Fee Splitting Decision

A recent Court of Appeals decision held that a law firm was unable to recover a portion of a contingency fee when it was terminated by a number of clients following the principal attorney’s indictment. 

Splitting the fees isn't a puzzle

In The Eichholz Law Firm PC v. Tate Law Group LLC, 2011 Ga. App. LEXIS 671; 2011 Fulton County D. Rep. 2400 (2011), the two named firms entered into a fee sharing agreement in the representation of a number of clients in a group of product liability actions involving oral sodium phosphate (OSP).  The OSP Agreement provided that the two firms would share all fees on a 50-50 basis.  Eichholz was indicted on various Federal charges, and all the clients chose to go with Tate Law Group, LLC (“Tate”).  At this point, no settlement offers had been made and no contingencies had been satisfied. 

After termination, Eichholz assigned its half interest in the fee to Weinstock & Scavo (W&S).  Each firm sought to enforce the assignment and claimed entitled to split the contingency fee earned by Tate after a settlement.  The Court of Appeals held against Eichholz and W&S on the fee agreement, but held that Eichholz could recover in quantum meruit for any work it performed for Tate towards the joint venture.

This case quoted some pretty standard black letter law in support of its holding.  The client must agree to the sharing of fees.
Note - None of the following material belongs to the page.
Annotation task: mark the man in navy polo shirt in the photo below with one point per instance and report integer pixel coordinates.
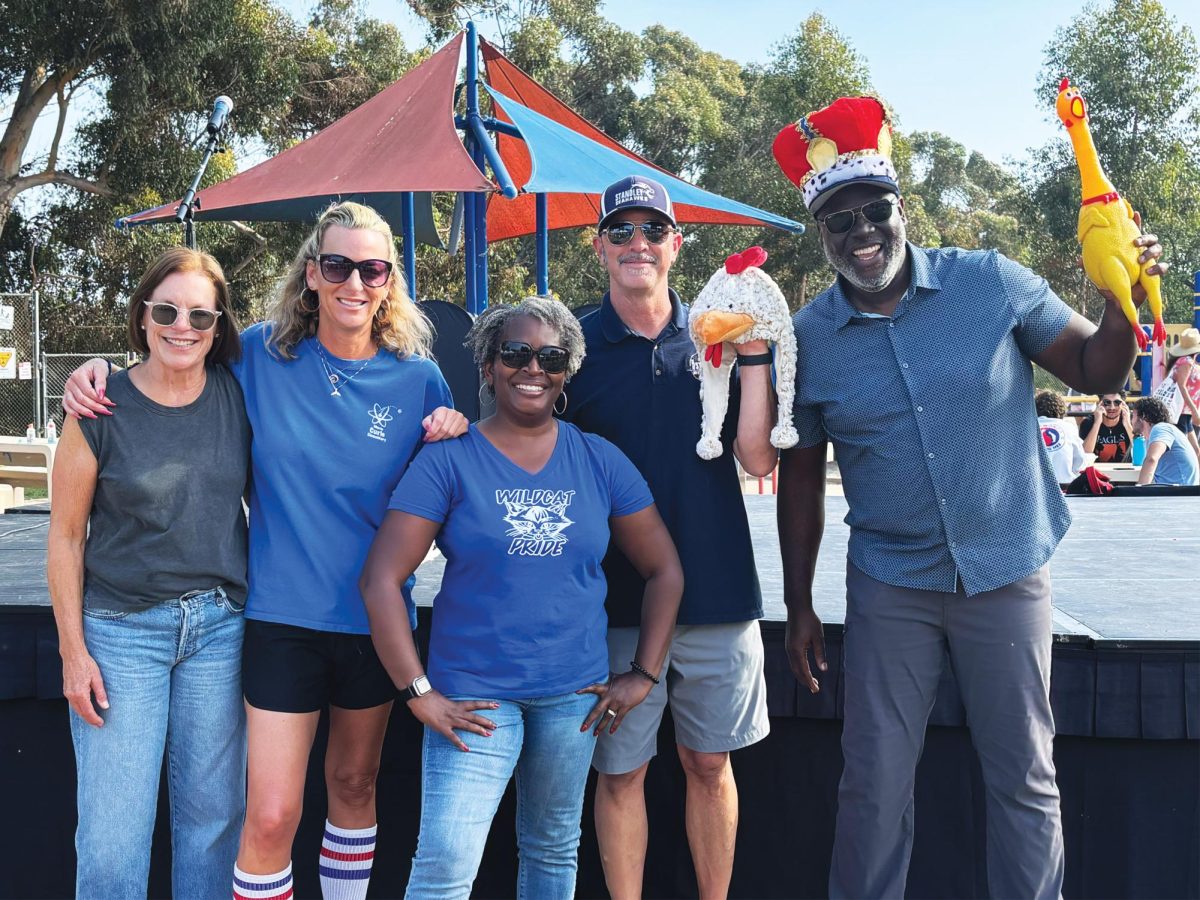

Rule 1.5(e)(2).  Given the termination of Eichholz by the client, allowing fees to be split when the contingency was not earned would violate the right to the client to such consent and violate public policy.  Moreover, W&S’s assignment was made by Eichholz who had no right to the fee, and thus could not assign that which it did not own.

The lesson is a standard continuation of basic rules, even in a slightly unusual set of circumstances.